1

I am solving a Kaggle Problem: https://www.kaggle.com/c/forest-cover-type-prediction/data I used hyperopt to find optimal hyperparameter for Random Forest. But I am stuck here, as for almost most of the iteration it is giving best loss: Nan.

My Full Code :

import pandas as pd
import numpy as np

# Lets Load the Dataset

train = pd.read_csv(r"D:\Study Material\Py_Programs\Data Sets\forest-cover-type-prediction\train.csv")
test =  pd.read_csv(r"D:\Study Material\Py_Programs\Data Sets\forest-cover-type-prediction\test.csv")
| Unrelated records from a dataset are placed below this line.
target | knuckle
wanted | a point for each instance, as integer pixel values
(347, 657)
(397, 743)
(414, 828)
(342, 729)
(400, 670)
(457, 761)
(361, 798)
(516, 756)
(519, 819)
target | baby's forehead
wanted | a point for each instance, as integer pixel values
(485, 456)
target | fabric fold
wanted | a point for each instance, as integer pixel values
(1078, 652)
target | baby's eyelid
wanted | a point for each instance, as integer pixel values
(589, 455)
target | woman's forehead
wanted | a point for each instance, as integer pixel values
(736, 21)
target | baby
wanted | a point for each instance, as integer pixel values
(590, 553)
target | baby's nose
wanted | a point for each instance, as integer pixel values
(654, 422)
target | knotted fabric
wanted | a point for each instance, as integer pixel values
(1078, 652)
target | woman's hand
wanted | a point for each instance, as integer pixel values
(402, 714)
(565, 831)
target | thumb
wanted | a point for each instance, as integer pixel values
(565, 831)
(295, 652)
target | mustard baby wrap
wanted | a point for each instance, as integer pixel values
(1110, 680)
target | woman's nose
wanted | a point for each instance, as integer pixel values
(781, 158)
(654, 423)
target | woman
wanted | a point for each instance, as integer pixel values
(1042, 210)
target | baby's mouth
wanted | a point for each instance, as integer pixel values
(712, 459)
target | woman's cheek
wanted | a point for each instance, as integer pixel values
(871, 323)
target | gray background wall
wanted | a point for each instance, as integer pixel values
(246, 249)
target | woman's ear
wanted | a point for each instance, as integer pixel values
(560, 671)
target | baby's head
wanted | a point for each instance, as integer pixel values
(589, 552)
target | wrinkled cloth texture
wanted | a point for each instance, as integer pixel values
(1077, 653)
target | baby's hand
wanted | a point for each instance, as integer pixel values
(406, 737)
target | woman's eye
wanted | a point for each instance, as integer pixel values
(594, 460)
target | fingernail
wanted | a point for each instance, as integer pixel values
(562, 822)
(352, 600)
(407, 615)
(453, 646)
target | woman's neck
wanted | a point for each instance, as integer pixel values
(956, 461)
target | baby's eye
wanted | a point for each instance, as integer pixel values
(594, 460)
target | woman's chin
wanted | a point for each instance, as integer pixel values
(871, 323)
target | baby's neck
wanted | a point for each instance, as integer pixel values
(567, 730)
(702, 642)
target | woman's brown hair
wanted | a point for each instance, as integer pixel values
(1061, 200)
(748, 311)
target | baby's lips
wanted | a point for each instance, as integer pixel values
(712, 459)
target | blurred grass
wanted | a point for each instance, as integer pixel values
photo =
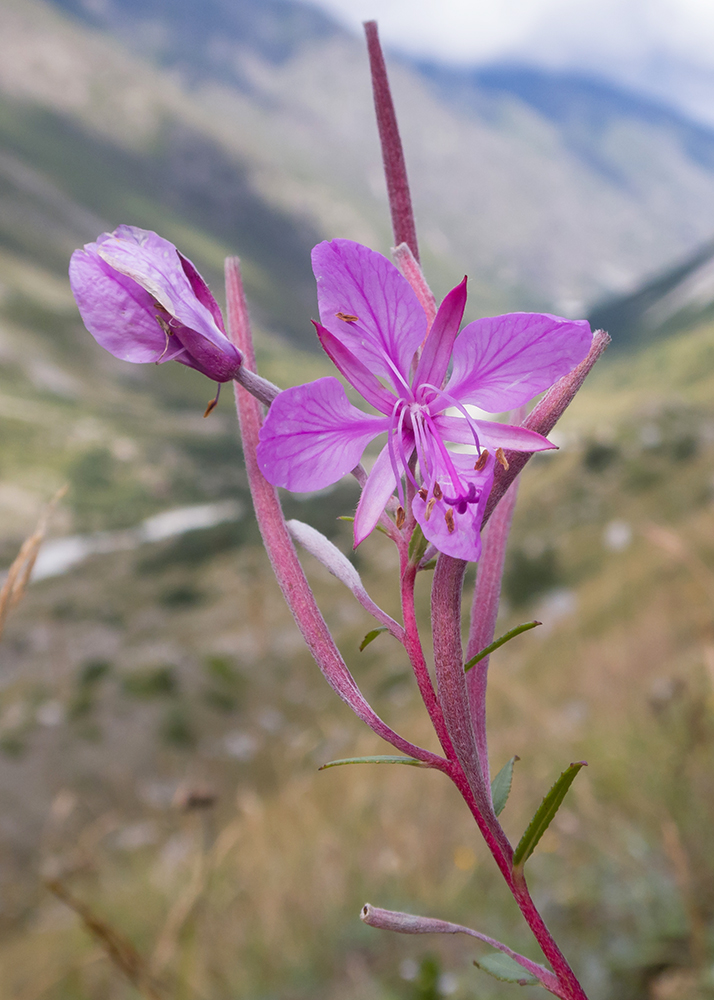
(139, 676)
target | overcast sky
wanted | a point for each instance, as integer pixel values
(664, 47)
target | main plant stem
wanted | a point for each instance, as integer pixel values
(468, 778)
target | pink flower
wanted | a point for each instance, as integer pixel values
(372, 328)
(144, 301)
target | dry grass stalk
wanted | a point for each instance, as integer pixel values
(121, 952)
(18, 576)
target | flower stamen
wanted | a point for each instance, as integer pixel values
(481, 461)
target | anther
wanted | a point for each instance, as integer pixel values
(164, 326)
(481, 461)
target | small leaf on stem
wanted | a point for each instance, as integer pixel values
(503, 968)
(499, 642)
(371, 636)
(544, 814)
(379, 759)
(418, 545)
(501, 786)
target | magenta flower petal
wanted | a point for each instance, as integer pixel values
(143, 301)
(436, 355)
(357, 374)
(491, 435)
(380, 485)
(158, 269)
(313, 436)
(120, 315)
(372, 325)
(202, 291)
(455, 528)
(503, 361)
(390, 323)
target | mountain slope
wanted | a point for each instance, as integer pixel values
(677, 299)
(548, 191)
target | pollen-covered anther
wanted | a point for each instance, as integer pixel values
(481, 460)
(164, 326)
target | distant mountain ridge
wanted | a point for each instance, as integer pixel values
(252, 123)
(582, 105)
(197, 38)
(675, 300)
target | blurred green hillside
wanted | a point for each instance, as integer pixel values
(161, 724)
(139, 677)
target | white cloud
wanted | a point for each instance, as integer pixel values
(665, 47)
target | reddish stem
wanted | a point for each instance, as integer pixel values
(415, 652)
(395, 168)
(446, 626)
(543, 418)
(484, 612)
(279, 546)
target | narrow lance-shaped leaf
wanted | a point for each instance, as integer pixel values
(379, 759)
(418, 545)
(371, 636)
(503, 968)
(339, 565)
(501, 786)
(497, 643)
(526, 971)
(544, 815)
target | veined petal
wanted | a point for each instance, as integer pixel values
(380, 485)
(439, 344)
(155, 265)
(390, 324)
(491, 435)
(503, 361)
(456, 530)
(119, 313)
(202, 291)
(313, 435)
(357, 374)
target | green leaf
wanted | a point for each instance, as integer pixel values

# Lets Append all together so that we can study altogether    
# Lets not include test_2 for a while

test['Cover_Type'] = np.nan
data = train.append(test,ignore_index = True)
del train,test

# Lets Now do Feature Engineering
# We could do Manula Feature Engineering but lets not do it 
# Lets use feature Tools
# Lets first create a simple new attribute that can later be index for Soil Enity

data['Id_Soil'] = np.arange(len(data))

import featuretools as ft
es = ft.EntitySet(id = 'forest')
es = es.entity_from_dataframe(entity_id = 'Forest_Pred',dataframe = data,index = 'Id')

>>> es
Entityset: forest
  Entities:
    Forest_Pred [Rows: 581012, Columns: 63]
  Relationships:
    No relationships

# Lets Make a Seperate Entity for Soil
Additional_Variable = data.columns[data.columns.str.startswith('Soil')]
Additional_Variable
es = es.normalize_entity(base_entity_id = 'Forest_Pred',new_entity_id = 'Soil',index = 'Id_Soil',additional_variables = 
                        list(Additional_Variable))

>>>es 
Entityset: forest
  Entities:
    Forest_Pred [Rows: 581012, Columns: 23]
    Soil [Rows: 581012, Columns: 41]
  Relationships:
    Forest_Pred.Id_Soil -> Soil.Id_Soil

# Lets Run DFS 
feature_matrix,feature_defs = ft.dfs(entityset = es,target_entity = 'Forest_Pred')

drop_cols = []
for col in feature_matrix:
    if col == 'Cover_Type':
        pass
    else:
        if 'Cover_Type' in col:
            drop_cols.append(col)

feature_matrix = feature_matrix[[x for x in feature_matrix if x not in drop_cols]]         
feature_matrix.head()


# Create correlation matrix
corr_matrix = feature_matrix.corr().abs()
# Select upper triangle of correlation matrix
upper = corr_matrix.where(np.triu(np.ones(corr_matrix.shape), k=1).astype(np.bool))
# Find index of feature columns with correlation greater than 0.95
to_drop = [column for column in upper.columns if any(upper[column] >= 0.95)]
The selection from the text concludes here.